Instructor Eda Yetimoğlu, Head of the Pathology Laboratory Techniques Program at Üsküdar Üniversitesi Vocational School of Health Sciences, making statements about digital pathology, said, “Scanning a slide for examination, obtaining a high-resolution digital image, displaying it on a computer screen, accessing it from remote and different centers, marking and archiving the images is called digital pathology.”

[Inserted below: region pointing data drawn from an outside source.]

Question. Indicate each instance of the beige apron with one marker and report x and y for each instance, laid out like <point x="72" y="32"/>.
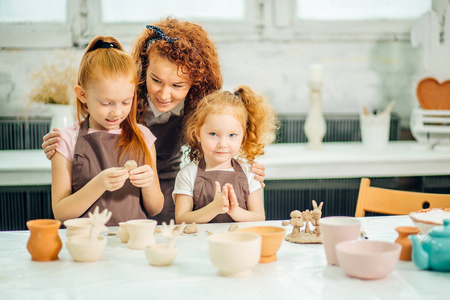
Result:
<point x="94" y="153"/>
<point x="205" y="187"/>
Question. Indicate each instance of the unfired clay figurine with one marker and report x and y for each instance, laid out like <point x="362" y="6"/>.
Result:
<point x="191" y="228"/>
<point x="305" y="218"/>
<point x="233" y="227"/>
<point x="164" y="254"/>
<point x="90" y="248"/>
<point x="130" y="165"/>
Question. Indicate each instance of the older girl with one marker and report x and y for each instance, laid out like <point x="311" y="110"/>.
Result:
<point x="87" y="168"/>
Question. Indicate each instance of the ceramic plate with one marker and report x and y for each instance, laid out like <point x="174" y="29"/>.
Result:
<point x="433" y="95"/>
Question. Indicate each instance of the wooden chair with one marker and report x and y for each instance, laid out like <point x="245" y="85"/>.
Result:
<point x="394" y="202"/>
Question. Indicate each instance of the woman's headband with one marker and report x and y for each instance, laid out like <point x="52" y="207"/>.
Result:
<point x="160" y="35"/>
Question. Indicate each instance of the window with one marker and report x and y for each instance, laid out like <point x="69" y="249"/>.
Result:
<point x="42" y="11"/>
<point x="68" y="23"/>
<point x="351" y="10"/>
<point x="150" y="10"/>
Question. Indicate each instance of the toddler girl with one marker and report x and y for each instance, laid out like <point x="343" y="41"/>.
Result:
<point x="215" y="187"/>
<point x="87" y="168"/>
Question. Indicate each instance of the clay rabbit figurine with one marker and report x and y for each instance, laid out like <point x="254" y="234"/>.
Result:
<point x="98" y="221"/>
<point x="316" y="215"/>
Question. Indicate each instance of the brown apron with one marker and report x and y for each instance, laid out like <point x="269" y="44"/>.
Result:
<point x="94" y="153"/>
<point x="168" y="157"/>
<point x="205" y="187"/>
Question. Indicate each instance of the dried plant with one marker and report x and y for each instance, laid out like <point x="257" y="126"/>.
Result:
<point x="54" y="81"/>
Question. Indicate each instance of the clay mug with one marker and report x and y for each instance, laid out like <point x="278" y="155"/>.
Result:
<point x="141" y="233"/>
<point x="123" y="234"/>
<point x="336" y="230"/>
<point x="404" y="241"/>
<point x="44" y="243"/>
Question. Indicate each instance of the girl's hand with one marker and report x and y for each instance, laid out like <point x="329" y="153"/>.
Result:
<point x="113" y="178"/>
<point x="142" y="176"/>
<point x="231" y="198"/>
<point x="221" y="202"/>
<point x="259" y="171"/>
<point x="50" y="142"/>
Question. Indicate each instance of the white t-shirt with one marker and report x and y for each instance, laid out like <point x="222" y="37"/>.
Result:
<point x="69" y="136"/>
<point x="184" y="183"/>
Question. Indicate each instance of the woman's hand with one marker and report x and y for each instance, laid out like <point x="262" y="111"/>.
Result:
<point x="113" y="178"/>
<point x="50" y="142"/>
<point x="259" y="171"/>
<point x="142" y="176"/>
<point x="221" y="202"/>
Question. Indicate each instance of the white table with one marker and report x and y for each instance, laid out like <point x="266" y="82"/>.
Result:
<point x="301" y="272"/>
<point x="282" y="161"/>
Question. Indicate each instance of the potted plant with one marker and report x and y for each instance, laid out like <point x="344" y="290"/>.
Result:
<point x="52" y="84"/>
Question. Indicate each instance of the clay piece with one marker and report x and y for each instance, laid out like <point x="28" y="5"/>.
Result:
<point x="130" y="165"/>
<point x="164" y="254"/>
<point x="233" y="227"/>
<point x="90" y="248"/>
<point x="302" y="223"/>
<point x="191" y="228"/>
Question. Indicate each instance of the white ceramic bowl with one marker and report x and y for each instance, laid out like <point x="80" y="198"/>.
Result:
<point x="82" y="249"/>
<point x="426" y="219"/>
<point x="79" y="226"/>
<point x="160" y="254"/>
<point x="235" y="253"/>
<point x="368" y="259"/>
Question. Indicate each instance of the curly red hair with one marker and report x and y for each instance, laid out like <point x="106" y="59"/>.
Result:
<point x="256" y="115"/>
<point x="193" y="52"/>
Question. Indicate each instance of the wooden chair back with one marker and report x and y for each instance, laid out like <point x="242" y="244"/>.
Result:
<point x="395" y="202"/>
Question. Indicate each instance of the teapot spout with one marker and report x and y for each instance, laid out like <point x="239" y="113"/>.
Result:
<point x="419" y="255"/>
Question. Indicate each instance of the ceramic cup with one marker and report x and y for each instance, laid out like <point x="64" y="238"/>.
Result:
<point x="375" y="131"/>
<point x="123" y="234"/>
<point x="141" y="233"/>
<point x="160" y="254"/>
<point x="336" y="230"/>
<point x="235" y="253"/>
<point x="83" y="249"/>
<point x="79" y="226"/>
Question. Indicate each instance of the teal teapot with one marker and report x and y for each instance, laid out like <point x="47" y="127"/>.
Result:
<point x="433" y="252"/>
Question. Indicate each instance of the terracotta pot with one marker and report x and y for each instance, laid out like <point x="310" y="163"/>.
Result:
<point x="404" y="241"/>
<point x="44" y="243"/>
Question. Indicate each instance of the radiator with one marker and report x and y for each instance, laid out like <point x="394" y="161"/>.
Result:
<point x="340" y="128"/>
<point x="19" y="204"/>
<point x="19" y="134"/>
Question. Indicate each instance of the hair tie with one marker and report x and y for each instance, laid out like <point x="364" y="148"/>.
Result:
<point x="103" y="45"/>
<point x="160" y="35"/>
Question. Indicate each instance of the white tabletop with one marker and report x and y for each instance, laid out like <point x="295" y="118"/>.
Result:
<point x="300" y="272"/>
<point x="282" y="161"/>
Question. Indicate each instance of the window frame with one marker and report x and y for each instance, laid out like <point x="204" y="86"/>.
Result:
<point x="265" y="20"/>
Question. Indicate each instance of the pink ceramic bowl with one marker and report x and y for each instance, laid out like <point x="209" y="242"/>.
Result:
<point x="368" y="259"/>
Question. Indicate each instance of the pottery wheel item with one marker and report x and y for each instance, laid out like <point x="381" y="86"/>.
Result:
<point x="433" y="95"/>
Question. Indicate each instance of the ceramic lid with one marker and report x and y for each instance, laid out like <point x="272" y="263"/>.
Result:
<point x="441" y="231"/>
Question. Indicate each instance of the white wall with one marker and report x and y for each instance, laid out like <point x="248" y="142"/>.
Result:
<point x="356" y="73"/>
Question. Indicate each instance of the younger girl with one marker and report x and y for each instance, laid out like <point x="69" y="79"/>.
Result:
<point x="224" y="125"/>
<point x="87" y="169"/>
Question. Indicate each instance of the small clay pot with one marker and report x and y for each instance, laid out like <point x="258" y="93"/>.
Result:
<point x="44" y="243"/>
<point x="404" y="241"/>
<point x="123" y="234"/>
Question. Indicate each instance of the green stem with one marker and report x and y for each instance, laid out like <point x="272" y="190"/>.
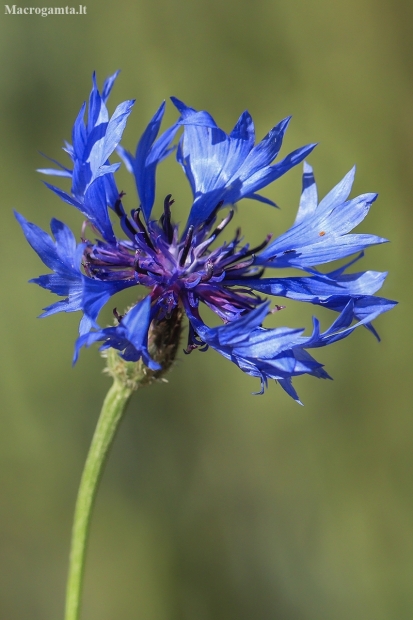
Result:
<point x="109" y="419"/>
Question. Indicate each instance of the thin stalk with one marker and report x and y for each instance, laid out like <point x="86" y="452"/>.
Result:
<point x="112" y="412"/>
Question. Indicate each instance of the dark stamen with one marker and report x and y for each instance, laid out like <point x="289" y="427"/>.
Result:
<point x="187" y="246"/>
<point x="139" y="269"/>
<point x="209" y="271"/>
<point x="165" y="219"/>
<point x="117" y="207"/>
<point x="141" y="227"/>
<point x="117" y="316"/>
<point x="213" y="215"/>
<point x="223" y="224"/>
<point x="243" y="264"/>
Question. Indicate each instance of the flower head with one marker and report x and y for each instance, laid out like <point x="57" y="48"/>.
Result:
<point x="186" y="269"/>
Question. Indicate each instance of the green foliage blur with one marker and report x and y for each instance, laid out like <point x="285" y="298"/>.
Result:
<point x="215" y="504"/>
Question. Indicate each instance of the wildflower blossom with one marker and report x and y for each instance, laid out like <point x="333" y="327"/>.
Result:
<point x="185" y="269"/>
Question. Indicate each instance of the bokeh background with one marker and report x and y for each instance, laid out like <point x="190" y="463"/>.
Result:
<point x="215" y="504"/>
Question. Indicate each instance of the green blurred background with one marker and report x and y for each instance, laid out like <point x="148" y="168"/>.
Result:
<point x="216" y="504"/>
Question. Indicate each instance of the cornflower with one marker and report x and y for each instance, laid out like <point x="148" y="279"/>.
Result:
<point x="185" y="269"/>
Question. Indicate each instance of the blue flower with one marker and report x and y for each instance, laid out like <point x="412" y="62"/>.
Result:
<point x="186" y="270"/>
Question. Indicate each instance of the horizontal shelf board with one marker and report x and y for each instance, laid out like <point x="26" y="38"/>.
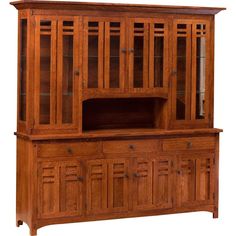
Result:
<point x="116" y="133"/>
<point x="118" y="93"/>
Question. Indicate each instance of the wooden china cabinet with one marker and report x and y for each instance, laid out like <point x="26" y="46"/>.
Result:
<point x="115" y="111"/>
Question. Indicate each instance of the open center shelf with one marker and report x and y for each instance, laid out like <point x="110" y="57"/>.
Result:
<point x="123" y="113"/>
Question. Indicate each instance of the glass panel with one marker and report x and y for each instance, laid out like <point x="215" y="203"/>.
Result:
<point x="114" y="61"/>
<point x="45" y="48"/>
<point x="138" y="62"/>
<point x="93" y="55"/>
<point x="67" y="79"/>
<point x="158" y="61"/>
<point x="200" y="77"/>
<point x="23" y="50"/>
<point x="181" y="78"/>
<point x="138" y="54"/>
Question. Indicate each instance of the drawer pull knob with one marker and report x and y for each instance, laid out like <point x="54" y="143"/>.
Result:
<point x="77" y="72"/>
<point x="126" y="175"/>
<point x="80" y="178"/>
<point x="136" y="175"/>
<point x="189" y="144"/>
<point x="131" y="147"/>
<point x="69" y="150"/>
<point x="179" y="172"/>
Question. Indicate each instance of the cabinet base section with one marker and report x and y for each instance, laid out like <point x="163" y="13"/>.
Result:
<point x="62" y="220"/>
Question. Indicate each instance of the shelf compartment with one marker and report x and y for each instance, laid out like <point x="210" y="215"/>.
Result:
<point x="92" y="93"/>
<point x="122" y="113"/>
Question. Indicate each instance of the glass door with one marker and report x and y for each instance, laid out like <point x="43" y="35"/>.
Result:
<point x="190" y="75"/>
<point x="148" y="55"/>
<point x="104" y="49"/>
<point x="45" y="71"/>
<point x="57" y="66"/>
<point x="68" y="71"/>
<point x="200" y="76"/>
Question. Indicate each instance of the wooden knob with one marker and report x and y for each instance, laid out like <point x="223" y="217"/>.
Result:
<point x="80" y="178"/>
<point x="189" y="144"/>
<point x="69" y="150"/>
<point x="126" y="175"/>
<point x="136" y="175"/>
<point x="131" y="146"/>
<point x="77" y="72"/>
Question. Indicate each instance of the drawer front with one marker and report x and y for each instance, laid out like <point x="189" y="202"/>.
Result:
<point x="131" y="146"/>
<point x="68" y="149"/>
<point x="195" y="143"/>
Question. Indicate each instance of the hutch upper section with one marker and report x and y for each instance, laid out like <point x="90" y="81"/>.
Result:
<point x="86" y="68"/>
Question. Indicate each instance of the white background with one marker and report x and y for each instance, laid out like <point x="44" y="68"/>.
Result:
<point x="194" y="224"/>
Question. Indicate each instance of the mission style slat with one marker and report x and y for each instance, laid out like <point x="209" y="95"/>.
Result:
<point x="114" y="112"/>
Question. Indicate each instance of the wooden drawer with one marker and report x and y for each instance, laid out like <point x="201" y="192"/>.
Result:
<point x="68" y="149"/>
<point x="130" y="146"/>
<point x="195" y="143"/>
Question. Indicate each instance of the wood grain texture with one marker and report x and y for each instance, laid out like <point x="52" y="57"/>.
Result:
<point x="108" y="133"/>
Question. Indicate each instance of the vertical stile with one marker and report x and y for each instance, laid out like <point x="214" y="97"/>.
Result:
<point x="131" y="55"/>
<point x="188" y="72"/>
<point x="166" y="60"/>
<point x="174" y="66"/>
<point x="76" y="66"/>
<point x="207" y="72"/>
<point x="100" y="54"/>
<point x="193" y="69"/>
<point x="145" y="56"/>
<point x="78" y="29"/>
<point x="59" y="71"/>
<point x="122" y="70"/>
<point x="37" y="69"/>
<point x="85" y="53"/>
<point x="53" y="76"/>
<point x="151" y="55"/>
<point x="107" y="56"/>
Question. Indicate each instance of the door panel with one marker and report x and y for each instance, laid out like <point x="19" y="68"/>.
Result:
<point x="57" y="63"/>
<point x="190" y="73"/>
<point x="164" y="182"/>
<point x="67" y="70"/>
<point x="143" y="183"/>
<point x="49" y="189"/>
<point x="60" y="189"/>
<point x="148" y="54"/>
<point x="118" y="185"/>
<point x="45" y="71"/>
<point x="71" y="188"/>
<point x="194" y="175"/>
<point x="97" y="186"/>
<point x="104" y="42"/>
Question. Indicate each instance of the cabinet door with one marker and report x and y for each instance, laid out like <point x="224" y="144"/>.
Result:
<point x="96" y="186"/>
<point x="118" y="188"/>
<point x="148" y="54"/>
<point x="71" y="188"/>
<point x="60" y="189"/>
<point x="143" y="183"/>
<point x="190" y="75"/>
<point x="49" y="189"/>
<point x="45" y="71"/>
<point x="194" y="177"/>
<point x="104" y="43"/>
<point x="163" y="188"/>
<point x="57" y="63"/>
<point x="68" y="71"/>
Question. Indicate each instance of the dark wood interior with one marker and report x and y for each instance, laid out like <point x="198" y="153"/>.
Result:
<point x="121" y="113"/>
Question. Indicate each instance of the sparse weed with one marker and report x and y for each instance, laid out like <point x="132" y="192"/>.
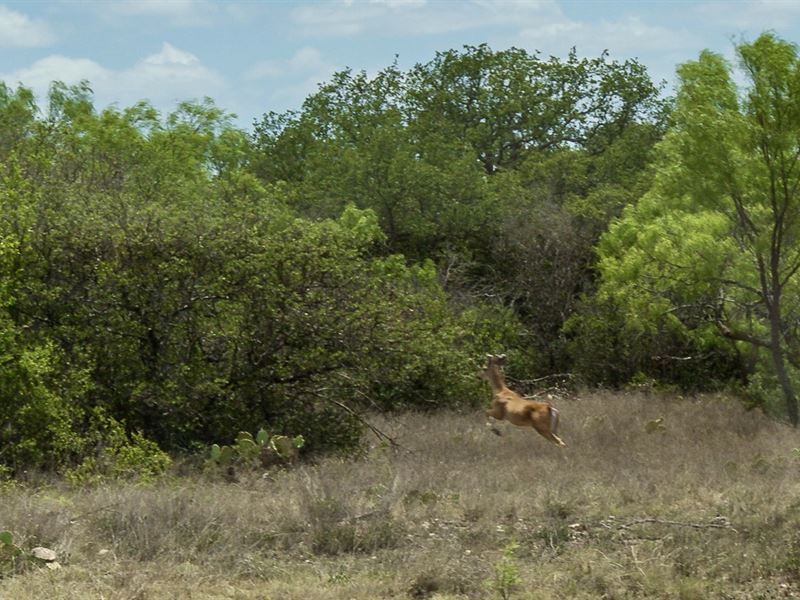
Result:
<point x="427" y="521"/>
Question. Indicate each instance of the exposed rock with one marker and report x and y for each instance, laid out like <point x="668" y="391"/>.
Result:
<point x="43" y="554"/>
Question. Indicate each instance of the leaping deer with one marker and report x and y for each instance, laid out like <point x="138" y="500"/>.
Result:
<point x="508" y="405"/>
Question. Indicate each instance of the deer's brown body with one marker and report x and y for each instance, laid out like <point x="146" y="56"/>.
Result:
<point x="510" y="406"/>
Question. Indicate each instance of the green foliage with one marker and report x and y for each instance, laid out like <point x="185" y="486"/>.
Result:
<point x="168" y="280"/>
<point x="711" y="250"/>
<point x="10" y="553"/>
<point x="115" y="454"/>
<point x="506" y="578"/>
<point x="263" y="450"/>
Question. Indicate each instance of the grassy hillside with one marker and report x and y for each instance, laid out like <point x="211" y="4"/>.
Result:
<point x="706" y="507"/>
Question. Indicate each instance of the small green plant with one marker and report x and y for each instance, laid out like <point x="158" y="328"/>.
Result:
<point x="9" y="553"/>
<point x="119" y="455"/>
<point x="505" y="579"/>
<point x="248" y="450"/>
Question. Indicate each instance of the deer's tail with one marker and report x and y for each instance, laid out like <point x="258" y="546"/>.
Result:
<point x="553" y="420"/>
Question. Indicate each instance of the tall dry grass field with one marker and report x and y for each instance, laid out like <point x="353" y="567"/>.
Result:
<point x="704" y="503"/>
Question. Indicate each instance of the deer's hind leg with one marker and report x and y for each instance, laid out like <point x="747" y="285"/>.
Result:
<point x="546" y="425"/>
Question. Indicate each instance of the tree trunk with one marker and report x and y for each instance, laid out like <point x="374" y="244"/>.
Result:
<point x="779" y="361"/>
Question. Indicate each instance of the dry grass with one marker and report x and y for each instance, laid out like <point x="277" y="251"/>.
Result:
<point x="708" y="507"/>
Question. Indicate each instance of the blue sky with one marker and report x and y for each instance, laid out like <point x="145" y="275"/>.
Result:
<point x="255" y="56"/>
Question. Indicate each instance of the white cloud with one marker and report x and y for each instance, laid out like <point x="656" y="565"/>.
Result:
<point x="164" y="78"/>
<point x="19" y="31"/>
<point x="186" y="13"/>
<point x="625" y="36"/>
<point x="414" y="17"/>
<point x="305" y="61"/>
<point x="751" y="16"/>
<point x="299" y="76"/>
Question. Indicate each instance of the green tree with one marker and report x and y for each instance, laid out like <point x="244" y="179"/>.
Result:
<point x="715" y="245"/>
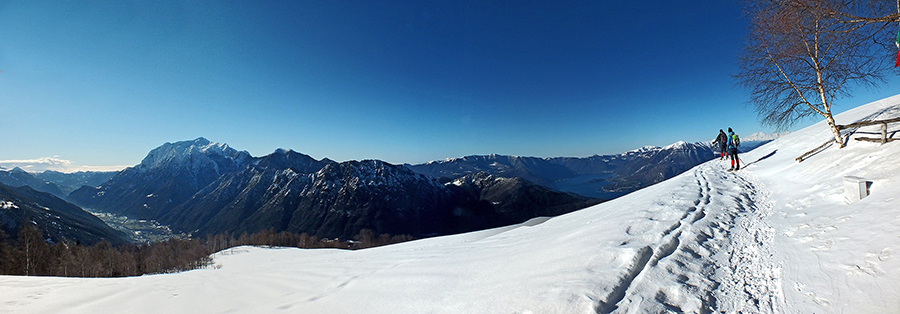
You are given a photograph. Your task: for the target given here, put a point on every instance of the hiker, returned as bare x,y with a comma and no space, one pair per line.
722,140
733,142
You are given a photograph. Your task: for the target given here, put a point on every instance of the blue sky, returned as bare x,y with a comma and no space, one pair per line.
100,83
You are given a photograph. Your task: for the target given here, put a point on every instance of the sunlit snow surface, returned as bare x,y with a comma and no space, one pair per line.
775,237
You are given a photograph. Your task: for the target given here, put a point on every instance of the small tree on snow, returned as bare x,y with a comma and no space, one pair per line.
800,56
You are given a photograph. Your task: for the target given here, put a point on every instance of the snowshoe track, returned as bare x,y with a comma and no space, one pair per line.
714,259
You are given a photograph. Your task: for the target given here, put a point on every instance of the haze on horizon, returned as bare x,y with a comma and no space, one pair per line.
99,84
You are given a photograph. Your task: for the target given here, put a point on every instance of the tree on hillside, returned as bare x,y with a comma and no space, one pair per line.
801,55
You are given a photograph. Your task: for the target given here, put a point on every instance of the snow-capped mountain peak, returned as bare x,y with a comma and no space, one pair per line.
184,153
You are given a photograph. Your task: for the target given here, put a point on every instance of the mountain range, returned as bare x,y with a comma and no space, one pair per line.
605,177
202,187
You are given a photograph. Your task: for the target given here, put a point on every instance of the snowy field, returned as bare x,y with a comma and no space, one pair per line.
775,237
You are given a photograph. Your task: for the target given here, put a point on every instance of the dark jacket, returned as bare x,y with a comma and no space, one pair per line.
731,146
722,139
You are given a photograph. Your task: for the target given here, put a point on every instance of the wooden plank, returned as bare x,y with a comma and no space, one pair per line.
874,140
867,123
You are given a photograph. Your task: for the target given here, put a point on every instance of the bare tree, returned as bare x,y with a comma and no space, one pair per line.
800,56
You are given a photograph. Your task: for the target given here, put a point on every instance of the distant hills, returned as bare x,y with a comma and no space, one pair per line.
204,187
57,219
605,177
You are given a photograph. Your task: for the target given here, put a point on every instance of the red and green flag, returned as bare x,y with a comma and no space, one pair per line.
897,64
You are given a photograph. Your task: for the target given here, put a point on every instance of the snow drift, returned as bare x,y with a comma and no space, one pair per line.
775,237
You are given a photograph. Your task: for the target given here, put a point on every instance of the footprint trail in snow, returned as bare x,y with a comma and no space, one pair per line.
715,258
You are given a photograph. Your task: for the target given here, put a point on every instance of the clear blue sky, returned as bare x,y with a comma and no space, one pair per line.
102,82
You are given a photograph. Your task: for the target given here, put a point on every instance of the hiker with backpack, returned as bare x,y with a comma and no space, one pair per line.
733,142
722,140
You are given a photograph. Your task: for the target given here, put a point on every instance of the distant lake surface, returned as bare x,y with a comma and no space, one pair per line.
588,185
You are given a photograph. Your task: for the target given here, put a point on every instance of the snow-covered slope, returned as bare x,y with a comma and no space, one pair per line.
775,237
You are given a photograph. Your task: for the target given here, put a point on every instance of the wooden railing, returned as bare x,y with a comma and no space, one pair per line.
882,140
883,124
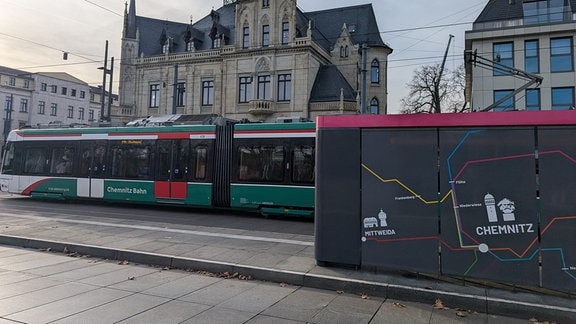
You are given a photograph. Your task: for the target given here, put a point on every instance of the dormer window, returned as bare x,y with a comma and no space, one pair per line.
265,35
166,47
344,51
217,42
285,33
375,72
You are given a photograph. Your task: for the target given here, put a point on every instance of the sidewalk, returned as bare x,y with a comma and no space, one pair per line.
249,248
46,287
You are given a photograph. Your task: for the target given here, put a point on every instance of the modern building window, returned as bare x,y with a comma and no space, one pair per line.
561,57
508,104
264,89
285,33
24,105
544,11
265,35
53,109
562,98
374,106
375,71
533,99
154,98
246,37
181,94
41,107
284,87
207,93
9,103
531,56
245,89
503,53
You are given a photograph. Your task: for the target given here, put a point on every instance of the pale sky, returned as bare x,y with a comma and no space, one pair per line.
35,33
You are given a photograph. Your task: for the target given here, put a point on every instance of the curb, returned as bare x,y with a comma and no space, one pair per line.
562,310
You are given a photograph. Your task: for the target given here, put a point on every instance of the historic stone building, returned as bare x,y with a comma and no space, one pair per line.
254,59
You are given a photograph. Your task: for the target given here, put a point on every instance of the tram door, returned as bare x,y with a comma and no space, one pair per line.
92,167
172,168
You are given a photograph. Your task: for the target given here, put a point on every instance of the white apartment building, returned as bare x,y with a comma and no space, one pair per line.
254,59
47,99
533,36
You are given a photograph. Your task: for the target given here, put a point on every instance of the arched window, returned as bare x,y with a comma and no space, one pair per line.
375,74
374,106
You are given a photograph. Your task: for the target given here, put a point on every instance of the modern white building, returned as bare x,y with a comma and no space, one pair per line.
254,59
47,99
535,37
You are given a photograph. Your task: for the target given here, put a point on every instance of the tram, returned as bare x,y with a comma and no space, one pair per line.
263,167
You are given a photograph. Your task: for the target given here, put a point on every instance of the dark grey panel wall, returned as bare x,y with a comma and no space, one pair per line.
337,216
489,219
557,175
497,203
399,194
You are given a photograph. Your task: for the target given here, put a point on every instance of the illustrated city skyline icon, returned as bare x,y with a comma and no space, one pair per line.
506,206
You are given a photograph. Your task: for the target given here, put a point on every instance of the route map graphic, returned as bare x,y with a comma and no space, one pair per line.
489,203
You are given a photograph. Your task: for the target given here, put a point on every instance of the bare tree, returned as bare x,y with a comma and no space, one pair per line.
427,95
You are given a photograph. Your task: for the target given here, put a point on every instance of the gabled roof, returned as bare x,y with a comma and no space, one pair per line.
326,28
361,21
151,31
328,85
497,10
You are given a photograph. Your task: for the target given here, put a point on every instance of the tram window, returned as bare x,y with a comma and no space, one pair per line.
8,162
200,163
36,159
61,160
303,165
130,161
92,160
261,163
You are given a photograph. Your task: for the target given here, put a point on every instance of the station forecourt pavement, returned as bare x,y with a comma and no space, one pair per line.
253,265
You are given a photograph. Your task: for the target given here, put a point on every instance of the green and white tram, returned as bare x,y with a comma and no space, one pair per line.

“Pathology means the science of disease”
Yetimoğlu, defining pathology, said, “Pathology is derived from the Greek words “Pathos” (disease) and “logos” (science) and means “the science of disease”. Pathology is the science that investigates the causes of diseases, the mechanisms of their formation, morphological changes, and the relationship of these changes with clinical practice. One side of the field of pathology consists of the laboratory section, where answers to the questions of why and how are sought, while the other side consists of clinical sciences that diagnose and guide treatment in hospitals. In pathology, all kinds of tissue and organ samples, as well as fluid and smear samples taken from the patient, are examined. While the examined tissue and organ materials are called biopsies, smear and fluid samples are called cytological materials.”
“Digital pathology can bring various advantages to pathology applications”
Yetimoğlu, addressing digital pathology applications, stated, “Digital pathology can bring a wide variety of advantages to pathology applications. For example, digital slides are easier to transport and retrieve from archives than physical slides. Many people can view and evaluate images simultaneously via a computer network. Multiple images can be placed side-by-side on the screen and examined and compared simultaneously. Digital pathology can provide time and cost savings compared to the traditional microscope approach.”
“The standardization issue must be resolved”
Yetimoğlu, speaking about the disadvantages of artificial intelligence in pathology, used the expressions, “There is a need for collecting large and well-labeled, relevant data, and there may be difficulties in licensing. The financial and economic aspects of artificial intelligence should be taken into account. The standardization issue must be resolved. There might be a lack of computational pathology experience among pathology specialists.”